The voice of God, which boomingly accompanies the introduction to John Safran vs God (C4, tonight, 9.30), can't be the voice of John Safran. This is because Safran has a funny squeaky little voice; how you imagine a mouse on helium might sound. It is a cartoon character's voice and is no doubt partly how he gets away with this stuff: he is not a threatening sort of presence.
The stuff he gets away with is taking the piss out of religion. He is an equal-opportunity piss-taker, which is another reason anyone would have to be an idiot to be offended by him.
What could, say, the Catholic church get upset about? That Zen Buddhism gets more air time in which to be giggled at? Well, possibly.
Actually Safran is quite respectful, in a dim-witted "gee shucks what weird stuff they get up to" sort of way and gets hit with a big stick many times for his trouble.
What he came to realise, he said in episode one, was that what white western Buddhists were ignoring was "the best aspect of Buddhism is beating people with sticks".
Some of the gags work better than others. Going to Britain to see how difficult it is to get a fatwa placed on another Aussie comic, Rove, was inspired. Rove, apparently, although who knows, once bumped Safran from his show. For Pink. So if anyone deserved to have a fatwa placed on them it was Rove.
Safran managed this by showing the senior judge of the British Shariah Court a book written by Rove, called Satanic Verses II. Also, a picture of Rove wearing a burqa and underpants.

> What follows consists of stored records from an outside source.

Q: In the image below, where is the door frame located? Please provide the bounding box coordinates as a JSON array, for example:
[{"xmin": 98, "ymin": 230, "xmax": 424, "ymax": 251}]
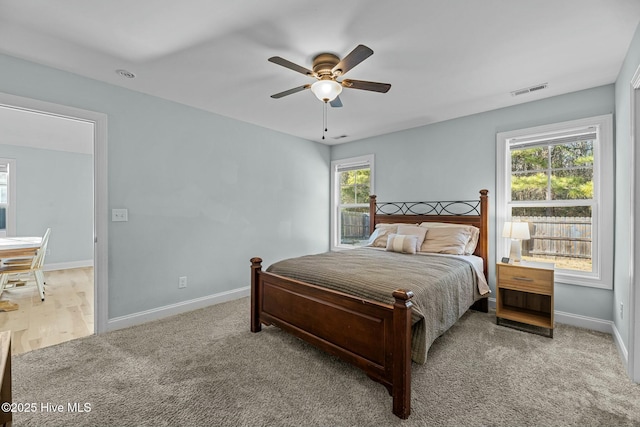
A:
[
  {"xmin": 0, "ymin": 92, "xmax": 109, "ymax": 334},
  {"xmin": 627, "ymin": 66, "xmax": 640, "ymax": 383}
]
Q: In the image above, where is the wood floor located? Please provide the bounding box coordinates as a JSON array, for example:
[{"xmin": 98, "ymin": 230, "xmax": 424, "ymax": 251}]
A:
[{"xmin": 0, "ymin": 267, "xmax": 94, "ymax": 354}]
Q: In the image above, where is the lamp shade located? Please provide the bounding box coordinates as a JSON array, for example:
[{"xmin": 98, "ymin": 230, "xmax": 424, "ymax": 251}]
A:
[
  {"xmin": 502, "ymin": 222, "xmax": 531, "ymax": 240},
  {"xmin": 311, "ymin": 80, "xmax": 342, "ymax": 102}
]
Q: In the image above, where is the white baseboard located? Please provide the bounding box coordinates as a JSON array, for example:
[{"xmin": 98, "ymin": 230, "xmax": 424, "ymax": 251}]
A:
[
  {"xmin": 489, "ymin": 298, "xmax": 615, "ymax": 335},
  {"xmin": 107, "ymin": 286, "xmax": 251, "ymax": 331},
  {"xmin": 612, "ymin": 323, "xmax": 629, "ymax": 372},
  {"xmin": 42, "ymin": 259, "xmax": 93, "ymax": 271},
  {"xmin": 489, "ymin": 298, "xmax": 629, "ymax": 368}
]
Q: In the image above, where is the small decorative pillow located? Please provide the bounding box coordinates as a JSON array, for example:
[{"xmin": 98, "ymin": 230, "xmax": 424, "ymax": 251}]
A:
[
  {"xmin": 386, "ymin": 233, "xmax": 418, "ymax": 254},
  {"xmin": 420, "ymin": 227, "xmax": 471, "ymax": 255},
  {"xmin": 420, "ymin": 222, "xmax": 480, "ymax": 255},
  {"xmin": 397, "ymin": 224, "xmax": 428, "ymax": 251}
]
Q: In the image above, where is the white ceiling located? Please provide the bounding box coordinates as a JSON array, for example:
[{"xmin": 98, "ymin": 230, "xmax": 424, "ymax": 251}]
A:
[{"xmin": 0, "ymin": 0, "xmax": 640, "ymax": 144}]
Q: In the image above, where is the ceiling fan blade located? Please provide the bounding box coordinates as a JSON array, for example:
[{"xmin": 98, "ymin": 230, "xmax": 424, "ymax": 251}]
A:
[
  {"xmin": 269, "ymin": 56, "xmax": 314, "ymax": 76},
  {"xmin": 341, "ymin": 79, "xmax": 391, "ymax": 93},
  {"xmin": 329, "ymin": 96, "xmax": 342, "ymax": 108},
  {"xmin": 271, "ymin": 85, "xmax": 311, "ymax": 99},
  {"xmin": 331, "ymin": 44, "xmax": 373, "ymax": 76}
]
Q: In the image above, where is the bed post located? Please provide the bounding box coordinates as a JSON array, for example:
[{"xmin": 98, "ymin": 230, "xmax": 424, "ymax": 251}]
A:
[
  {"xmin": 369, "ymin": 194, "xmax": 376, "ymax": 235},
  {"xmin": 392, "ymin": 289, "xmax": 413, "ymax": 420},
  {"xmin": 251, "ymin": 257, "xmax": 262, "ymax": 332},
  {"xmin": 480, "ymin": 190, "xmax": 489, "ymax": 280}
]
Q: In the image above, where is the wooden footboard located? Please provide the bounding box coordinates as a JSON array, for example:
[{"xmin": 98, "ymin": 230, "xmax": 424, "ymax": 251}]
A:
[{"xmin": 251, "ymin": 258, "xmax": 413, "ymax": 419}]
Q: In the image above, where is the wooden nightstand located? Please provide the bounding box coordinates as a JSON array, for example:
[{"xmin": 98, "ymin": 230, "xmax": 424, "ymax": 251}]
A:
[{"xmin": 496, "ymin": 261, "xmax": 554, "ymax": 338}]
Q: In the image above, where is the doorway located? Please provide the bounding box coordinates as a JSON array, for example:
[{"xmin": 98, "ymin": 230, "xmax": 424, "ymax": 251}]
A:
[{"xmin": 0, "ymin": 93, "xmax": 108, "ymax": 346}]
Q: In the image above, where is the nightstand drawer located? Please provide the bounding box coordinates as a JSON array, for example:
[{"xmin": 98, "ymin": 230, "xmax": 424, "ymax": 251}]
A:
[{"xmin": 498, "ymin": 265, "xmax": 553, "ymax": 295}]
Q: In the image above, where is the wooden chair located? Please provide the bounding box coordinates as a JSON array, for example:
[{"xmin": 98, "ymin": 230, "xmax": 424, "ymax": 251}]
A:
[{"xmin": 0, "ymin": 228, "xmax": 51, "ymax": 301}]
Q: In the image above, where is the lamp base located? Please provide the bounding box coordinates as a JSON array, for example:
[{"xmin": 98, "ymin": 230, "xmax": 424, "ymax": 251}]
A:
[{"xmin": 509, "ymin": 239, "xmax": 522, "ymax": 262}]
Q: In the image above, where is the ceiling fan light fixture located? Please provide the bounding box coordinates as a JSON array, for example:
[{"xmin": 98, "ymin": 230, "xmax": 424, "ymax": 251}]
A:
[{"xmin": 311, "ymin": 80, "xmax": 342, "ymax": 102}]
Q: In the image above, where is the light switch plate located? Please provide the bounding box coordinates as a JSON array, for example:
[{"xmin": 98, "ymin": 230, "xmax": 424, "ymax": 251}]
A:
[{"xmin": 111, "ymin": 209, "xmax": 129, "ymax": 222}]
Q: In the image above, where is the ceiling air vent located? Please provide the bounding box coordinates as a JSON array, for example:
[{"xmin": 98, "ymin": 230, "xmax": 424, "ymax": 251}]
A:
[
  {"xmin": 116, "ymin": 70, "xmax": 136, "ymax": 79},
  {"xmin": 511, "ymin": 83, "xmax": 549, "ymax": 96}
]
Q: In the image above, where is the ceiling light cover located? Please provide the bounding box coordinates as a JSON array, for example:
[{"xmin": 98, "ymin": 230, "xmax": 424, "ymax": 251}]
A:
[{"xmin": 311, "ymin": 80, "xmax": 342, "ymax": 102}]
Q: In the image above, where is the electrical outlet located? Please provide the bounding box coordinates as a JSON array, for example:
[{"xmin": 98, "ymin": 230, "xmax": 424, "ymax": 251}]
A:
[
  {"xmin": 111, "ymin": 209, "xmax": 129, "ymax": 222},
  {"xmin": 620, "ymin": 303, "xmax": 624, "ymax": 319}
]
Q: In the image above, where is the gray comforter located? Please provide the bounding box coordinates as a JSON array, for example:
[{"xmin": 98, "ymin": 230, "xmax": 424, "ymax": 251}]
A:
[{"xmin": 267, "ymin": 248, "xmax": 481, "ymax": 364}]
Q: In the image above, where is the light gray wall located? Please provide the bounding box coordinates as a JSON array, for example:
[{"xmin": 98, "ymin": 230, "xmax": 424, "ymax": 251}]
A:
[
  {"xmin": 613, "ymin": 20, "xmax": 640, "ymax": 348},
  {"xmin": 331, "ymin": 85, "xmax": 614, "ymax": 320},
  {"xmin": 0, "ymin": 55, "xmax": 330, "ymax": 318},
  {"xmin": 0, "ymin": 145, "xmax": 93, "ymax": 266}
]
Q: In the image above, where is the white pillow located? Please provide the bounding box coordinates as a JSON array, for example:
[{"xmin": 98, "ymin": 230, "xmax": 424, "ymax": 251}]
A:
[
  {"xmin": 420, "ymin": 222, "xmax": 480, "ymax": 255},
  {"xmin": 367, "ymin": 224, "xmax": 398, "ymax": 248},
  {"xmin": 386, "ymin": 233, "xmax": 418, "ymax": 254},
  {"xmin": 420, "ymin": 227, "xmax": 471, "ymax": 255},
  {"xmin": 397, "ymin": 224, "xmax": 428, "ymax": 251},
  {"xmin": 367, "ymin": 222, "xmax": 418, "ymax": 248}
]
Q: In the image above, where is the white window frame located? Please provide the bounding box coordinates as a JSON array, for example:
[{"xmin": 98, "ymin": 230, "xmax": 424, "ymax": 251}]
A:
[
  {"xmin": 496, "ymin": 114, "xmax": 615, "ymax": 289},
  {"xmin": 0, "ymin": 159, "xmax": 16, "ymax": 237},
  {"xmin": 331, "ymin": 154, "xmax": 375, "ymax": 250}
]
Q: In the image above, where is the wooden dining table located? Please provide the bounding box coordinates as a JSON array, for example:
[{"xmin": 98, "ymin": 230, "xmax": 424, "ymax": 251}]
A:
[{"xmin": 0, "ymin": 237, "xmax": 42, "ymax": 260}]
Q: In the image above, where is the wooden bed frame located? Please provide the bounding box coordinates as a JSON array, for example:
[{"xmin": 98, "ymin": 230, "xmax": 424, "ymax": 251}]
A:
[{"xmin": 251, "ymin": 190, "xmax": 489, "ymax": 419}]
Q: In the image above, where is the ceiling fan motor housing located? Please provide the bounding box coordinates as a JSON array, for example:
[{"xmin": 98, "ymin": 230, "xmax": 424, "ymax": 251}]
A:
[{"xmin": 313, "ymin": 53, "xmax": 342, "ymax": 78}]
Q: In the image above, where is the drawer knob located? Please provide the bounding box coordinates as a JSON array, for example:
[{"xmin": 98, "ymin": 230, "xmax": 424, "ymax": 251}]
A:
[{"xmin": 513, "ymin": 276, "xmax": 533, "ymax": 282}]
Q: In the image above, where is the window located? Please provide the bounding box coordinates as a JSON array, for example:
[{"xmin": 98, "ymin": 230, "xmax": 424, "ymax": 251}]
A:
[
  {"xmin": 331, "ymin": 155, "xmax": 373, "ymax": 249},
  {"xmin": 0, "ymin": 159, "xmax": 16, "ymax": 237},
  {"xmin": 496, "ymin": 115, "xmax": 614, "ymax": 289}
]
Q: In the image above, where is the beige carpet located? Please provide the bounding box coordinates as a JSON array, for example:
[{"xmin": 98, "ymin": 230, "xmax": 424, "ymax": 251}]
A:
[{"xmin": 8, "ymin": 298, "xmax": 640, "ymax": 426}]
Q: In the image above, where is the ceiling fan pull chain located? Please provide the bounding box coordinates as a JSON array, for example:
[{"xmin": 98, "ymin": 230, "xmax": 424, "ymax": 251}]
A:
[{"xmin": 322, "ymin": 101, "xmax": 327, "ymax": 139}]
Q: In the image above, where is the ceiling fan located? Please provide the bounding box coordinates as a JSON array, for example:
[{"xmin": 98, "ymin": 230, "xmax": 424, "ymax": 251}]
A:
[{"xmin": 269, "ymin": 44, "xmax": 391, "ymax": 107}]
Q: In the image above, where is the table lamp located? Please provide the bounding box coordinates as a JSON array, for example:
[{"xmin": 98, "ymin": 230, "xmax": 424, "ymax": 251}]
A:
[{"xmin": 502, "ymin": 222, "xmax": 531, "ymax": 262}]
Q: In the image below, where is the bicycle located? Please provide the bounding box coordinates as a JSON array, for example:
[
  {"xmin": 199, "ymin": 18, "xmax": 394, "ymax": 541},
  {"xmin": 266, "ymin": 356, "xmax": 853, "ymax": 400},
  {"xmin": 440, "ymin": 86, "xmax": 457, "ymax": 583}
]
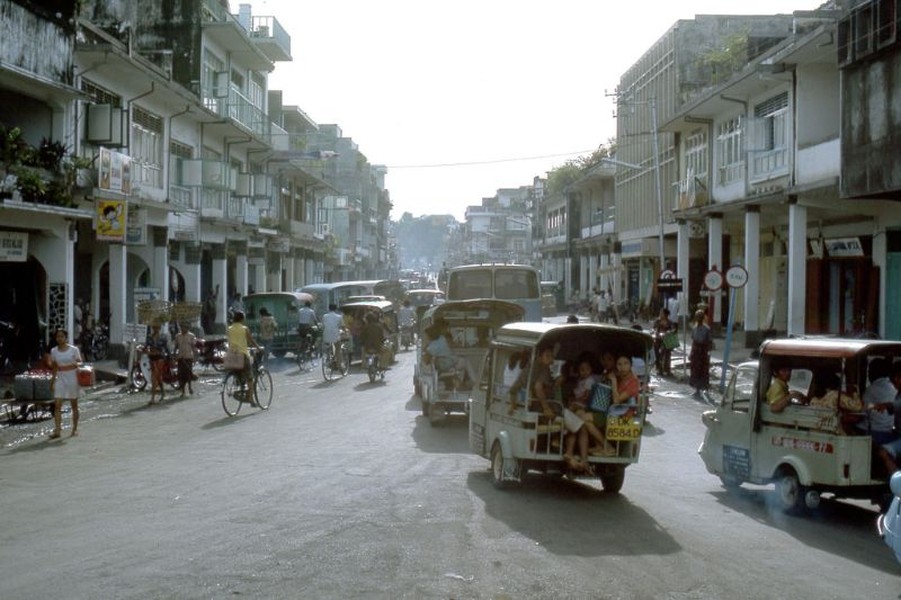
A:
[
  {"xmin": 322, "ymin": 339, "xmax": 350, "ymax": 381},
  {"xmin": 297, "ymin": 325, "xmax": 319, "ymax": 371},
  {"xmin": 221, "ymin": 348, "xmax": 272, "ymax": 417}
]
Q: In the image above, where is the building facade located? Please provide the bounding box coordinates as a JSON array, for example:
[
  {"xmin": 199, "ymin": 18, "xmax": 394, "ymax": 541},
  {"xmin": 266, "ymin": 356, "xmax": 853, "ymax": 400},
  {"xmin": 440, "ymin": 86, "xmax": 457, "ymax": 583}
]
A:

"He make himself fool," proclaimed the judge. And note, he said, he showed his underpants, and his underpants were ... yellow. Righto, this guy deserves a double fatwa.
Rove was let off the fatwa, we were told, because Safran owned up to having faked the evidence. Except the judge appeared to think he'd put a fatwa on some other guy called Dove. I'm worried about this Dove character.
This was funny, and it showed the idiocy of all this fatwa-ing.
About as idiotic as lefty people who live in Melbourne and believe that the Aborigines should be given their land back. Except, of course, if your house happens to be on their land.
Safran got a vanload of Aborigines, got them to dress up like, aah, Aborigines - they didn't "look Aboriginal enough" in their civvies - then sent them to knock on the door of a house sporting a sign saying: "We are proud to acknowledge the Wurundjeri people as the traditional people of this land."
We're them, said the Wurundjeri people. Could they come in, have a cup of tea and maybe stay for the day, or a day or two? The people who lived there hadn't put up the sign but they were good-natured enough to let the traditional land owners (although not the camera) in for a cup of tea.
It's all pretty good-natured; some of it is very funny and the timing couldn't be better. There's not a lot of laughing about religion going on just at the moment.